Il faut également faire apparaître la date de début du nouveau chantier ainsi que son intitulé.
Pour le reste des éléments à mentionner sur un contrat de travail, un simple renvoi aux modalités du contrat initial suffit.
Avenant – Délai et formalisme à respecter
Dans le cas d’un avenant au contrat de chantier, il convient de remettre ce contrat au salarié avant l’arrivée du terme du contrat de chantier initial.
Le renouvellement doit être écrit et expressément accepté par votre salarié. Il peut lui parvenir en lettre recommandée avec accusé de réception (LRAR) ou lui être remis en mains propres contre décharge.
Rupture du contrat de travail à l’issue du chantier
Le licenciement pour fin de chantier est applicable dans les cas suivants :
- Licenciements de personnes dont le réemploi ne peut être assuré lors de l’achèvement des tâches qui leur étaient confiées, lorsque ces personnes ont été employées sur un ou plusieurs chantiers.
- Licenciements de personnes engagées sur un chantier de longue durée dont le réemploi ne peut être assuré lors de l’achèvement sur ce chantier des tâches qui leur étaient confiées.
- Licenciements de personnes qui, quelle que soit leur ancienneté, ont refusé, à l’achèvement d’un chantier, l’offre faite par écrit d’être occupées sur un autre chantier, y compris en grand déplacement, dans les conditions conventionnelles applicables à l’entreprise.

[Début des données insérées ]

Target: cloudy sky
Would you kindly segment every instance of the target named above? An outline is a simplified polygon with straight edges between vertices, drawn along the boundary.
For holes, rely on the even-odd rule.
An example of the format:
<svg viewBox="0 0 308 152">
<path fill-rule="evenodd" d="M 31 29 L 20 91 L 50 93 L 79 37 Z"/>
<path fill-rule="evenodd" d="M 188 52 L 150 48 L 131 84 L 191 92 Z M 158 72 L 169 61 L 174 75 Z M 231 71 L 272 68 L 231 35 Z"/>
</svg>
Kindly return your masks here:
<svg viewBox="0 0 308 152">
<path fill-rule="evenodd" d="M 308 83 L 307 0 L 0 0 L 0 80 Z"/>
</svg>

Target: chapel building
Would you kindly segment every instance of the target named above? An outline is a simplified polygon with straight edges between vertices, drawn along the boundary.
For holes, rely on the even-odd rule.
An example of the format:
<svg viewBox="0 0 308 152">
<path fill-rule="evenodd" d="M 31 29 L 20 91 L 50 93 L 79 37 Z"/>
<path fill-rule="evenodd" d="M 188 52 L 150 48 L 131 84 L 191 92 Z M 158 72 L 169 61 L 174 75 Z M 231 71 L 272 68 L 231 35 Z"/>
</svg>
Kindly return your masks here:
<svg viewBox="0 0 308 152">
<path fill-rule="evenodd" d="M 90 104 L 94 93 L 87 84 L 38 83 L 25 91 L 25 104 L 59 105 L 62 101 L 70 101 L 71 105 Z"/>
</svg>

En cas de licenciement du salarié, un préavis est dû conformément aux dispositions conventionnelles de la convention collective nationale des bureaux d’études techniques. La lettre de licenciement devra mentionner les possibilités d’accès au dispositif de formation institué par l’article 4 du présent accord.
Dans tous les cas, les salariés détachés sur des chantiers en France ou à l’étranger bénéficient de plein droit des dispositions conventionnelles.
Information et consultation des instances représentatives du personnel
Toute entreprise envisageant de licencier sur une même période de 30 jours de 2 à 9 salariés pour fin de chantier, dans les conditions prévues ci-dessus, doit informer et consulter préalablement le comité d’entreprise (ou à défaut les délégués du personnel). Chaque salarié sera convoqué à un entretien préalable 7 jours francs avant la notification des licenciements pour fin de chantier.
Toute entreprise envisageant de licencier plus de 10 salariés pour fin de chantier, sur une même période de 30 jours, dans les conditions prévues ci-dessus, doit informer et consulter le comité d’entreprise (ou à défaut les délégués du personnel) 30 jours francs avant la notification des licenciements pour fin de chantier.
Lors de la réunion du comité d’entreprise (ou à défaut les délégués du personnel) seront étudiées les possibilités de reclassement au sein de l’entreprise ou sur d’autres chantiers.
Le procès verbal de séance signé par le Président et le Secrétaire du comité d’entreprise mentionnera le contenu de cette information et consultation, notamment les éventuelles propositions de reclassement.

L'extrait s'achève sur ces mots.